In order to understand some callbacks of Keras better, I want to artificially create a nan
loss.
This is the function
def soft_dice_loss(y_true, y_pred):
from keras import backend as K
if K.eval(K.random_normal((1, 1), mean=2, stddev=2))[0][0] // 1 == 2.0:
# return nan
return K.exp(1.0) / K.exp(-10000000000.0) - K.exp(1.0) / K.exp(-10000000000.0)
epsilon = 1e-6
axes = tuple(range(1, len(y_pred.shape) - 1))
numerator = 2. * K.sum(y_pred * y_true, axes)
denominator = K.sum(K.square(y_pred) + K.square(y_true), axes)
return 1 - K.mean(numerator / (denominator + epsilon))
So normally, it calculates the dice loss, but from time to time it should randomly return a nan
. However, this does not seem to happen:
From time to time though, when I try to run the code, it stops right at the start (before the first epoch) with an error, saying that An operation has None for gradient. Please make sure that all of your ops have a gradient defined
Does that mean, that the the random function of Keras is just evaluated once and then always returns the same value?

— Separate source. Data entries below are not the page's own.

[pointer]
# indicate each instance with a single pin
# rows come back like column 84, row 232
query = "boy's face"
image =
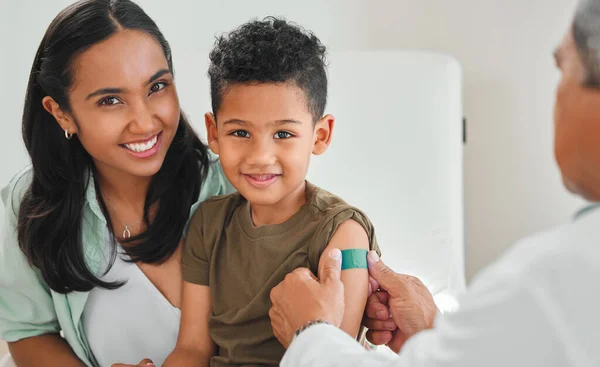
column 265, row 136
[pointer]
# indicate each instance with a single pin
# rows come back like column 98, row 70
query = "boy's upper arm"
column 194, row 259
column 195, row 312
column 351, row 235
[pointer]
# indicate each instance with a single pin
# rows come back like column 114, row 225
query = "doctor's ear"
column 322, row 135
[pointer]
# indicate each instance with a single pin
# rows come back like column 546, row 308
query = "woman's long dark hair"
column 50, row 214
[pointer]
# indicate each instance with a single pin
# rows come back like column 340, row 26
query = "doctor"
column 537, row 306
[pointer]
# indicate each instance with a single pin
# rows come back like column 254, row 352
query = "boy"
column 269, row 90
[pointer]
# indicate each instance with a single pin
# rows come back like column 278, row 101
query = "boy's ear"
column 211, row 132
column 63, row 119
column 322, row 136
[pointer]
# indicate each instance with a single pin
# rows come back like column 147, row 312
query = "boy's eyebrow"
column 277, row 122
column 235, row 122
column 287, row 121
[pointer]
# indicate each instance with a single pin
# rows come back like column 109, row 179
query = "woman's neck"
column 281, row 211
column 123, row 194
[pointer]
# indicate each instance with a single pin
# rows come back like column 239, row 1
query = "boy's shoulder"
column 324, row 202
column 217, row 209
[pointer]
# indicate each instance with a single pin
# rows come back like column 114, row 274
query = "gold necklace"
column 126, row 231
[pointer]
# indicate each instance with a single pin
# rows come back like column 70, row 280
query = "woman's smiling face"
column 123, row 104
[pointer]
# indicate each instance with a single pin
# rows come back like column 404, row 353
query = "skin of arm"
column 351, row 235
column 194, row 345
column 52, row 349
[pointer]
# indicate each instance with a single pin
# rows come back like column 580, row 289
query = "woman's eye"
column 109, row 101
column 282, row 135
column 241, row 134
column 157, row 86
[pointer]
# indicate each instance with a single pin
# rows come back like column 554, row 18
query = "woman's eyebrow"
column 102, row 91
column 158, row 74
column 111, row 90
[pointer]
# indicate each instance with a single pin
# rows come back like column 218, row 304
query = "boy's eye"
column 241, row 134
column 109, row 101
column 157, row 86
column 282, row 135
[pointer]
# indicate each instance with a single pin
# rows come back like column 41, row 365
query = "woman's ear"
column 211, row 132
column 62, row 118
column 323, row 132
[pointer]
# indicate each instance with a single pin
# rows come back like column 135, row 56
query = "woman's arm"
column 47, row 350
column 194, row 346
column 28, row 321
column 351, row 235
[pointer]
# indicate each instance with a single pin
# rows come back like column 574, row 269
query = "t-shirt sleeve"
column 330, row 224
column 194, row 260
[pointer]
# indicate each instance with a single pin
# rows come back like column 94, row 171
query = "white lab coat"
column 538, row 305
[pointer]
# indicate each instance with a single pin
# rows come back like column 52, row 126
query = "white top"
column 130, row 323
column 536, row 306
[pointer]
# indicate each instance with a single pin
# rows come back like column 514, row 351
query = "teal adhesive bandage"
column 354, row 259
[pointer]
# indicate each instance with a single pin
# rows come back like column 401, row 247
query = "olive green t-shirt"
column 241, row 263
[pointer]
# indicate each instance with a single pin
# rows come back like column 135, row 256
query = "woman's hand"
column 146, row 362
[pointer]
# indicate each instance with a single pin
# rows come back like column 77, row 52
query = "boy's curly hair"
column 271, row 50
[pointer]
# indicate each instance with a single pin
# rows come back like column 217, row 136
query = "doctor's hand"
column 301, row 298
column 409, row 302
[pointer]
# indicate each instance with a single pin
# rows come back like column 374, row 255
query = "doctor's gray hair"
column 586, row 34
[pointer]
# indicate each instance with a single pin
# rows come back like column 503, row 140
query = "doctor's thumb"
column 388, row 279
column 331, row 267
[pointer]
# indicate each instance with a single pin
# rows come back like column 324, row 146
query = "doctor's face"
column 577, row 124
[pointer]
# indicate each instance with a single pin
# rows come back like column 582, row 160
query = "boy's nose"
column 261, row 154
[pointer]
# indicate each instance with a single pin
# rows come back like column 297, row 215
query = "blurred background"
column 511, row 184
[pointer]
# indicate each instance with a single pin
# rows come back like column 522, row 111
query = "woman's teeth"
column 142, row 147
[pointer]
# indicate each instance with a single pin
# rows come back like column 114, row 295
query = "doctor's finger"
column 376, row 309
column 379, row 337
column 379, row 325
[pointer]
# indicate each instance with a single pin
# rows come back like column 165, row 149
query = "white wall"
column 511, row 184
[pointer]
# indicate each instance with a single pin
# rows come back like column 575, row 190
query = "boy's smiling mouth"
column 261, row 180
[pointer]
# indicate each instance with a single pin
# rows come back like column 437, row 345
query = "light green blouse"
column 27, row 306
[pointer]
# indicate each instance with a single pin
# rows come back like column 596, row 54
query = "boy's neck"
column 281, row 211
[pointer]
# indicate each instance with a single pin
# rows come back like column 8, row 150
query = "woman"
column 92, row 231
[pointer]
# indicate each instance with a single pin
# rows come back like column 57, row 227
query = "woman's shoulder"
column 12, row 193
column 215, row 183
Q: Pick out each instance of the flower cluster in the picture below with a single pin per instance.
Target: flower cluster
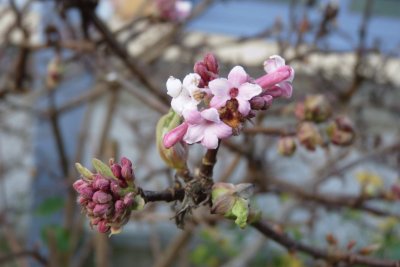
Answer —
(173, 10)
(108, 196)
(214, 108)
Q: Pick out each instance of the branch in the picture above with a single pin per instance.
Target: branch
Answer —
(330, 256)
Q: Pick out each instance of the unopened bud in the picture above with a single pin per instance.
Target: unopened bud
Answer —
(101, 183)
(169, 136)
(127, 173)
(116, 170)
(286, 146)
(102, 227)
(101, 197)
(317, 108)
(308, 135)
(126, 162)
(129, 199)
(102, 209)
(211, 62)
(351, 244)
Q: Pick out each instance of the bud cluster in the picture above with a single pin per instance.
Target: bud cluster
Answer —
(108, 196)
(316, 127)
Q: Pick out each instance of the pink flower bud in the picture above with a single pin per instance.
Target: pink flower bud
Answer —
(281, 74)
(79, 184)
(91, 205)
(119, 206)
(101, 197)
(82, 201)
(102, 227)
(129, 199)
(127, 173)
(101, 183)
(86, 191)
(116, 170)
(125, 161)
(102, 209)
(211, 62)
(201, 69)
(115, 188)
(267, 101)
(175, 135)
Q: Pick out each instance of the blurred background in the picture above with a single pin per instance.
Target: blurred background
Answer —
(74, 87)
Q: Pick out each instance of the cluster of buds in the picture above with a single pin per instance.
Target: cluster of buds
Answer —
(232, 201)
(173, 10)
(214, 108)
(108, 196)
(316, 127)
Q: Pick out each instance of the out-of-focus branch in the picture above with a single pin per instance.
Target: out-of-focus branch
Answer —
(333, 257)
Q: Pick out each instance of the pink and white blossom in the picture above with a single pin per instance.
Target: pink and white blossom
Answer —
(182, 93)
(205, 127)
(235, 87)
(278, 80)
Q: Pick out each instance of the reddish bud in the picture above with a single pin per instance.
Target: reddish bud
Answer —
(125, 161)
(101, 183)
(102, 227)
(116, 170)
(101, 209)
(211, 62)
(101, 197)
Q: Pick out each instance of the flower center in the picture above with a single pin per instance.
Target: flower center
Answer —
(234, 92)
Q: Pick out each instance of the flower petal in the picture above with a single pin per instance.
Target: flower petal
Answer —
(249, 90)
(192, 116)
(221, 130)
(194, 134)
(219, 101)
(175, 135)
(273, 63)
(174, 86)
(178, 103)
(244, 106)
(220, 87)
(210, 140)
(191, 82)
(237, 76)
(286, 89)
(211, 114)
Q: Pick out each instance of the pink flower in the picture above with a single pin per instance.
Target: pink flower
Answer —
(205, 127)
(278, 80)
(235, 87)
(182, 93)
(175, 135)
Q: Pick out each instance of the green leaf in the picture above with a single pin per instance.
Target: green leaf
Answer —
(241, 210)
(50, 206)
(102, 168)
(82, 170)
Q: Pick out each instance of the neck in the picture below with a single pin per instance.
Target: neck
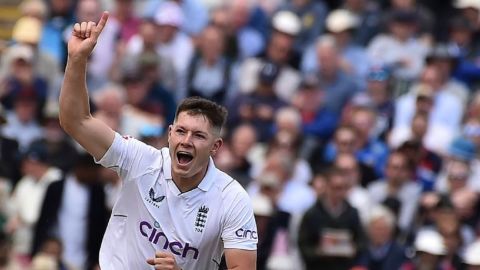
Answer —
(40, 173)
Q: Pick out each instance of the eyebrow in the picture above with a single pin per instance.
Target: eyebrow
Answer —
(194, 131)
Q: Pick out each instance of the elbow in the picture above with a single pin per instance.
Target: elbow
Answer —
(64, 122)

If so, why is that and how can I create a loss function that returns nan
from time to time?
Your first conditional statement is only evaluated once the loss function is defined (i.e. called; that is why Keras stops right at the start). Instead, you could use keras.backend.switch to integrate your conditional into the graph's logic. Your loss function could be something along the lines of:
import keras.backend as K
import numpy as np
def soft_dice_loss(y_true, y_pred):
epsilon = 1e-6
axes = tuple(range(1, len(y_pred.shape) - 1))
numerator = 2. * K.sum(y_pred * y_true, axes)
denominator = K.sum(K.square(y_pred) + K.square(y_true), axes)
loss = 1 - K.mean(numerator / (denominator + epsilon))
return K.switch(condition=K.random_normal((), mean=0, stddev=1) > 3,
then_expression=K.variable(np.nan),
else_expression=loss)